CSci 556 (Multiparadigm Programming) Lecture Notes on the Sequence ADT, Spring 2012

CSci 556 Multiparadigm Programming
Spring 2012
Lecture Notes on the Sequence ADT

Ranked Sequence Abstract Data Type

Design notes
Javadoc documentation
Source code
- Interface to the Ranked Sequence ADT
  [ RankedSequence interface]
- Dynamic array-based implementation
  [ ArrayRankedSeq class] [ ArrayRankedSeqEnum iterator class]
- Doubly linked list implementation
  [ DoubleLinkRankedSeq class] [ DoubleLinkRankedSeqEnum iterator class]
  [ DoubleLink linked list class]
- Java Vector adapter implementation
  [ VectorRankedSeq class]
- Assertion checking mechanism
  [ Assert class] [ AssertionViolation exception base class]
  [ PreconditionViolation exception class] [ PostconditionViolation exception class]
  [ InvariantViolation exception class]

Design Notes on the Ranked Sequence ADT

General Issues

The ranked sequence abstract data type in this case study was inspired, in part, by Chapter 4 of the book Data Structures and Algorithms in Java by Michael T. Goodrich and Roberto Tamassia (Wiley, 1998). The design and implementation discussed here was done independently by your instructor in May-June 1998.
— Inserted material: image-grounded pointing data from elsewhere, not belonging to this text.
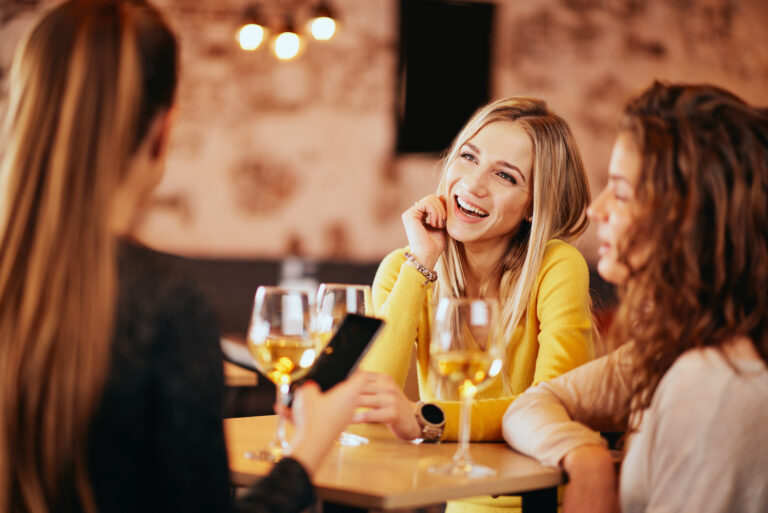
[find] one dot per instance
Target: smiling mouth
(468, 209)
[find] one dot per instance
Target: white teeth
(475, 210)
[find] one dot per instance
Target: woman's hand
(425, 228)
(592, 486)
(320, 417)
(388, 405)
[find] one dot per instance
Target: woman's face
(614, 209)
(489, 184)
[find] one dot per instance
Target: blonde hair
(78, 108)
(560, 198)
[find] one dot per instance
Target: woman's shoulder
(154, 283)
(707, 372)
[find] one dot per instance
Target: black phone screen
(344, 351)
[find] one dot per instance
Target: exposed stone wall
(269, 158)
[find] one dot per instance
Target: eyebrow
(503, 163)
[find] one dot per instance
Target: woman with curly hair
(111, 391)
(682, 225)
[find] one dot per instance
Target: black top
(157, 442)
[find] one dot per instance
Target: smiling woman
(513, 189)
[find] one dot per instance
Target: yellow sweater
(556, 337)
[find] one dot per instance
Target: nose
(475, 182)
(596, 209)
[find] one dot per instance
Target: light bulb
(323, 28)
(287, 45)
(250, 36)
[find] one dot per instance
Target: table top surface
(388, 473)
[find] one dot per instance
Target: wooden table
(389, 474)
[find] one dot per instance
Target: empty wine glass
(465, 354)
(334, 302)
(283, 349)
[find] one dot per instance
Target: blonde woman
(110, 371)
(513, 190)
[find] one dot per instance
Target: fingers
(432, 210)
(284, 411)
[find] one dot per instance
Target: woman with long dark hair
(682, 225)
(110, 371)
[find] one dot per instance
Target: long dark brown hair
(85, 85)
(701, 229)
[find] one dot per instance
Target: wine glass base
(351, 439)
(462, 469)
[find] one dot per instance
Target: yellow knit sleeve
(564, 313)
(556, 338)
(399, 296)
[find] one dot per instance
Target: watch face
(432, 413)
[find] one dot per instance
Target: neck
(480, 261)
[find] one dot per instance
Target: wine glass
(334, 302)
(465, 353)
(283, 349)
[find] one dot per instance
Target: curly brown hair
(702, 225)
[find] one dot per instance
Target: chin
(612, 271)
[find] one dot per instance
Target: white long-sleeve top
(702, 445)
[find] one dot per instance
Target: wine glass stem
(465, 422)
(282, 398)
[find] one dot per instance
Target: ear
(159, 133)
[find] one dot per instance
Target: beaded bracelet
(429, 275)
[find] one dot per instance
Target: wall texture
(271, 158)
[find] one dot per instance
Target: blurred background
(318, 155)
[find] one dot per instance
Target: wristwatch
(431, 418)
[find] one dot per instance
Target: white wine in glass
(334, 302)
(283, 348)
(465, 353)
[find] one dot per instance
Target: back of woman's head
(702, 200)
(560, 198)
(85, 85)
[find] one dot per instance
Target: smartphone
(343, 353)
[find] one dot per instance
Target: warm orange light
(250, 36)
(287, 45)
(323, 28)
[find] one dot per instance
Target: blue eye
(506, 176)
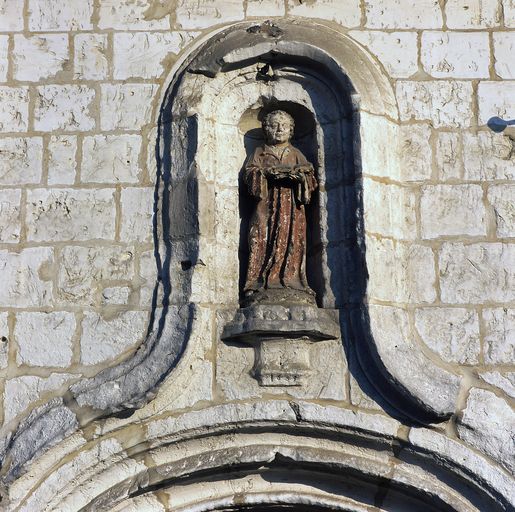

The very useful Vector class from the Java API implements an ADT similar to the concept of the ranked sequence discussed in this case study.

A ranked sequence is a sequence of elements, each of which has an associated integer rank. The rank is the offset of the element from the beginning of the sequence. The head (i.e., first) element of the sequence has rank 0, the next element has rank 1, and so forth. If there are N elements in the sequence, then the indices are 0 through N-1; there are no "holes" in the sequence.

This ADT must provide operations for accessing, replacing, inserting, and deleting elements at any valid rank in the sequence. If an element is inserted at some rank, then the indices for existing elements at that rank and higher are all increased by one. Deletion is handled in a similar fashion.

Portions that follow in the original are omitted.